I tagli agli alti prelati erano stati fatti dal francescano Francesco nel 2021, in piena pandemia quando gli mostrarono i conti in rosso del Vaticano. Per far fronte all’emergenza il Papa, come tutti i capi d’azienda, o licenziava una parte dei dipendenti o tagliava gli stipendi ai poveri cardinali. Per Papa Francesco fu facile scegliere la strada: impugnò la penna e scrisse di motu proprio un documento, “Un futuro sostenibile”, nel quale riteneva che anziché licenziare i dipendenti era meglio bloccare gli stipendi ai porporati. 

Quel provvedimento non colpiva tutti in egual misura in quanto il taglio più rilevante (10%) riguardava i cardinali di Curia mentre minore era quello previsto per i dipendenti. La Santa Sede, stando alle stime del 2024, aveva un deficit superiore ai 70 milioni di euro. Forse i conti sono migliorati o forse si sono fatte più insistenti le pressioni dei cardinali e degli uomini di Curia. Di fatto Papa Leone XIV, sentita la Segreteria per l’Economia e dopo “avere esaminato con cura ogni cosa”, ha abolito la decisione di Bergoglio, con decorrenza dal primo settembre. I cardinali di Curia, quelli che guadagnano di più, torneranno a percepire attorno ai cinquemila euro al mese. Gli stipendi dei dipendenti vaticani, invece, non sono altissimi e non si differenziano molto da quelli dei dipendenti di un Ministero italiano.
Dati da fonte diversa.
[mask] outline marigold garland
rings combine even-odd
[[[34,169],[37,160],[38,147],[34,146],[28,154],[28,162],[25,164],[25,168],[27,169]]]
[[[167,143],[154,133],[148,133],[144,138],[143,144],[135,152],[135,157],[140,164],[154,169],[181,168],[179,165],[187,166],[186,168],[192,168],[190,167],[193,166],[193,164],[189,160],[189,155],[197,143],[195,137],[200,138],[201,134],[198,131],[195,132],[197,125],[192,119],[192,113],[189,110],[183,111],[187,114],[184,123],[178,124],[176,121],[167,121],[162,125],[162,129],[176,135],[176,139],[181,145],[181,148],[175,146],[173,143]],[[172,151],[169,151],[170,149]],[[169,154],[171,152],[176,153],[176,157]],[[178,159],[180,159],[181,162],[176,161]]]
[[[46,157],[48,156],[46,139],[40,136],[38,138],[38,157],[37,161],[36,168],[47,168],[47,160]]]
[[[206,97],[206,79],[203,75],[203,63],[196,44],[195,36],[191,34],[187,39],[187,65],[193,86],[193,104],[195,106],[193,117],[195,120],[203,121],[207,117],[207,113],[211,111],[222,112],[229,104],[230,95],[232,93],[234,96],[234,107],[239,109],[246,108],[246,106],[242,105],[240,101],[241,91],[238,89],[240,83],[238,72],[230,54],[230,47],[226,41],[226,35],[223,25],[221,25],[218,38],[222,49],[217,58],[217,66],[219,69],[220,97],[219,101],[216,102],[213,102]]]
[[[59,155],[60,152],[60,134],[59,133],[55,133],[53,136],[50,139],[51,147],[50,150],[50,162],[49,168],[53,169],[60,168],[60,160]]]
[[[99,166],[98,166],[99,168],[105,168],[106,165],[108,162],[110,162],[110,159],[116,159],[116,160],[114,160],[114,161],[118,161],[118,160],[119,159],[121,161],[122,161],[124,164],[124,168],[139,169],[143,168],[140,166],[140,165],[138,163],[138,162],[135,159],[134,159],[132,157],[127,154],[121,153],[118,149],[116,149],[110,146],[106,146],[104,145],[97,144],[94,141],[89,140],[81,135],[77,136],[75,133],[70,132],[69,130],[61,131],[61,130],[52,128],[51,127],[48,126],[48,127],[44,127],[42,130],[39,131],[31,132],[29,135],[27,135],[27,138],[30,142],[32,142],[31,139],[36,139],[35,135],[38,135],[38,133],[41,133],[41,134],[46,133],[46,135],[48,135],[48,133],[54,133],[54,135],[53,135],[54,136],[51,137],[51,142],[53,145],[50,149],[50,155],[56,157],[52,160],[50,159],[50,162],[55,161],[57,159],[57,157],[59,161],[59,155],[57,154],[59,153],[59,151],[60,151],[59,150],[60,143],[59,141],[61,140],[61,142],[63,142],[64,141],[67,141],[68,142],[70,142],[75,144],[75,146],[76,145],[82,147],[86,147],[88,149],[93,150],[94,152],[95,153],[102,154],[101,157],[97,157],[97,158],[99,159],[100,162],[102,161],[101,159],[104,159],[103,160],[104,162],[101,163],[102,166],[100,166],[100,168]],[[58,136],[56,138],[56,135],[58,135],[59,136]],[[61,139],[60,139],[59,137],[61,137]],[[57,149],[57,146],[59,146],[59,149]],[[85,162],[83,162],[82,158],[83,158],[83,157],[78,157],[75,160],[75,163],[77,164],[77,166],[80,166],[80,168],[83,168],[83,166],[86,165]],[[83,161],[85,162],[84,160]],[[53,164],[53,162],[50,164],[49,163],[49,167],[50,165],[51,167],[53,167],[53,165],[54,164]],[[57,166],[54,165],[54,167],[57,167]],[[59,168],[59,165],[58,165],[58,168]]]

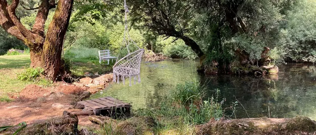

Dunque la mia proposta ha un senso: i dati Ocse ci dicono che le retribuzioni reali lorde in Italia sono addirittura diminuite, negli ultimi decenni, dell’ 1,6 per cento. Lasciando da parte le innumerevoli tabelle e i dati conclamati basta guardarsi attorno per capire quanto guadagnano e come vivono le lavoratrici e i lavoratori di casa nostra.  Basta entrare in un negozio a fare la spesa o avvicinarsi alla pompa per fare benzina per capire come siano stati colpiti i ceti popolari e anche i ceti medi. Forse i governanti che mal digeriscono i sindacati, specie quello della CGIL, potrebbero avere maggior riguardo per un Papa che potrebbe andare all’incontro con una delegazione di cardinali.